You would probably never use an entire venomous mixture in medicine, Safavi says. “But because it's such a complex mixture of things, we can go and look at the individual components that, when they're given as an individual entity, they can be therapeutic.”
Sometimes, the venomous peptide’s effect in humans parallels its effect in predator-prey interactions. For instance, the cone snail Conus geographus, a deadly fish hunter, releases insulin in its venom. That causes the fish’s blood sugar to plummet, stunning them so the snail can capture and eat the fish. The snail’s insulin acts at lightning speed – it needs to be quick so the fish doesn’t escape.
The insulin can activate quickly because of the way it’s packaged. Human insulin comes in a six-pack of molecules that takes up to an hour to break apart and use. Meanwhile, the snail’s version exists as just a single molecule that’s ready to react when called upon. Safavi’s team has used snail insulin as inspiration to modify human insulin to be fast-acting and potent for diabetes management.
Other venom-based drugs might have pharmaceutical applications that are less intuitive. For example, the FDA-approved pain treatment PRIALT, also called ziconotide, is also based on cone snail venom. It may not be an relieve pain in fish predation, but it can reduce chronic pain when injected into the spine of HIV and cancer patients.
“In order to capture their prey, [cone snails] knock out their sensory systems,” says Baldomero Olivera, a biochemist and neuroscientist at the University of Utah. “Things that inhibit sensory neurons are generally candidates for potentially inhibiting the circuitry that sends us pain.”
Perhaps one of the most out-of-the-box ways to use venom in medicine is to treat cancer. Blazing the trail for venom-based cancer treatments is Mandë Holford, a marine chemical biologist based at the City University of New York Hunter College and Graduate Center and the American Museum of Natural History.
The logic is this: Cancer cells overexpress some cellular channels. Holford’s team identified a compound in the venom of auger snails, a close relative to cone snails, that blocks one of these channels. When it’s injected into tumor-bearing mice, it inhibits liver cancer proliferation and tumor size. For the most part, the treatment spares non-cancerous cells, so it could even alleviate the slate of side effects of traditional chemotherapy, according to Holford.
“It seems like a really clever way of trying to treat this very intractable problem that we have,” says Holford.
The Road from Venom to Treatment
The process from venom characterization to FDA approval is long and arduous.
“[Companies] want research to be fairly advanced before they start putting a lot of money behind it.
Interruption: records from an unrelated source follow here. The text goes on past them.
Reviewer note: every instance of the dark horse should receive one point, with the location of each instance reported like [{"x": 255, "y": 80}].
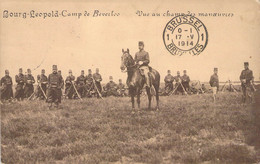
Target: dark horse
[{"x": 136, "y": 81}]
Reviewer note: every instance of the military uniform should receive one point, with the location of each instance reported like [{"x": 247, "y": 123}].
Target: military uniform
[
  {"x": 19, "y": 93},
  {"x": 178, "y": 81},
  {"x": 111, "y": 89},
  {"x": 81, "y": 82},
  {"x": 168, "y": 83},
  {"x": 89, "y": 85},
  {"x": 121, "y": 89},
  {"x": 42, "y": 81},
  {"x": 6, "y": 88},
  {"x": 69, "y": 89},
  {"x": 29, "y": 88},
  {"x": 143, "y": 56},
  {"x": 214, "y": 83},
  {"x": 246, "y": 79},
  {"x": 54, "y": 86},
  {"x": 98, "y": 78},
  {"x": 185, "y": 80}
]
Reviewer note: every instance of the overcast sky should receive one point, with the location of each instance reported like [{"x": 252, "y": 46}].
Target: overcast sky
[{"x": 80, "y": 44}]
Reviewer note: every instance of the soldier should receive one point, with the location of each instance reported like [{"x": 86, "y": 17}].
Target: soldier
[
  {"x": 69, "y": 89},
  {"x": 19, "y": 93},
  {"x": 142, "y": 59},
  {"x": 178, "y": 83},
  {"x": 6, "y": 84},
  {"x": 246, "y": 79},
  {"x": 81, "y": 82},
  {"x": 214, "y": 83},
  {"x": 29, "y": 81},
  {"x": 42, "y": 81},
  {"x": 168, "y": 82},
  {"x": 54, "y": 86},
  {"x": 62, "y": 86},
  {"x": 89, "y": 83},
  {"x": 111, "y": 87},
  {"x": 121, "y": 88},
  {"x": 185, "y": 80},
  {"x": 98, "y": 78}
]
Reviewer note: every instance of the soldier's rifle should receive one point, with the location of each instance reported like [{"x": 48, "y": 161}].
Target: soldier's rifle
[{"x": 76, "y": 91}]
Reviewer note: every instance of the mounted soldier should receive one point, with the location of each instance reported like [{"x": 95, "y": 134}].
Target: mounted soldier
[
  {"x": 185, "y": 80},
  {"x": 142, "y": 59},
  {"x": 247, "y": 79},
  {"x": 29, "y": 81},
  {"x": 54, "y": 86},
  {"x": 69, "y": 90},
  {"x": 19, "y": 93},
  {"x": 6, "y": 89},
  {"x": 168, "y": 82}
]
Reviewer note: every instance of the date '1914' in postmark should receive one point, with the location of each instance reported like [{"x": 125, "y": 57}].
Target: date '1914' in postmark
[{"x": 185, "y": 34}]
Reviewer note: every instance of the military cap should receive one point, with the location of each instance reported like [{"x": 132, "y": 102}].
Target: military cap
[
  {"x": 246, "y": 63},
  {"x": 141, "y": 43},
  {"x": 54, "y": 67}
]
We academic labs don’t have those resources, and we typically don’t have the expertise,” says Safavi.
Yet some researchers say that the biggest hurdle comes before translation. “The problem in most cases is that we don’t understand the molecular correlates of many diseases,” says Olivera.
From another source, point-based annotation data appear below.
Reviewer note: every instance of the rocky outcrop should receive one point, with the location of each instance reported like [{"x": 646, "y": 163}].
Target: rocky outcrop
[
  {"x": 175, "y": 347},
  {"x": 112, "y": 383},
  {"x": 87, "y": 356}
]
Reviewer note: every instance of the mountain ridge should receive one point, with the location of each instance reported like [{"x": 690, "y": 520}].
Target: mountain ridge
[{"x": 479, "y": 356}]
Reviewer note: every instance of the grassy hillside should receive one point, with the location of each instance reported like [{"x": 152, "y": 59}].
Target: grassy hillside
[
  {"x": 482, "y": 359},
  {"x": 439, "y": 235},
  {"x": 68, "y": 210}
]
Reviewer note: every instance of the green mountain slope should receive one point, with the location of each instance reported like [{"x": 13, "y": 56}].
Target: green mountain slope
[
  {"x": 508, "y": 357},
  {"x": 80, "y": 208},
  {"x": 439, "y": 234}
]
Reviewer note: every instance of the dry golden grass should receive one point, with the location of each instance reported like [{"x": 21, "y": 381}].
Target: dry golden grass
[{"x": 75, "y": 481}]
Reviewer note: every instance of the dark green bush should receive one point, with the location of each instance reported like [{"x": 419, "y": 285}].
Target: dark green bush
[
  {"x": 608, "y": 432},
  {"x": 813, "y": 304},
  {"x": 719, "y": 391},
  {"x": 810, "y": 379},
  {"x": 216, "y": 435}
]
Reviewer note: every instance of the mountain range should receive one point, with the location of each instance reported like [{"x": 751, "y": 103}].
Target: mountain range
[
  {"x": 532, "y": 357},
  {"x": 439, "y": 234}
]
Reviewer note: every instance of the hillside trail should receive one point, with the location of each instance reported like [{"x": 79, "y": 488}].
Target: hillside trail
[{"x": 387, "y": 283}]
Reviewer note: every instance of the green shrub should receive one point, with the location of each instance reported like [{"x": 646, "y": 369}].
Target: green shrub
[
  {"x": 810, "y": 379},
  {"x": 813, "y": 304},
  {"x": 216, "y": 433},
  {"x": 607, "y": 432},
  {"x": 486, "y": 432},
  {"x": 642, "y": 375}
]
Holford adds that there’s a similar gap in the basic understanding of venom. “You can’t get to the finish line unless you know what you have,” Holford says. With hundreds to thousands of candidate molecules per species, characterizing the venom can be a heavy lift. And Holford hopes that the search for venom-based drugs can inspire people to protect biodiversity.
“Scientists have identified that we’re going to have a huge biodiversity loss by 2030, and we’ve just begun to scratch the surface and identify these venomous animals,” Holford says. “It’s important to understand not only the therapies that these animals are giving us, but the importance that they play in our natural environment.”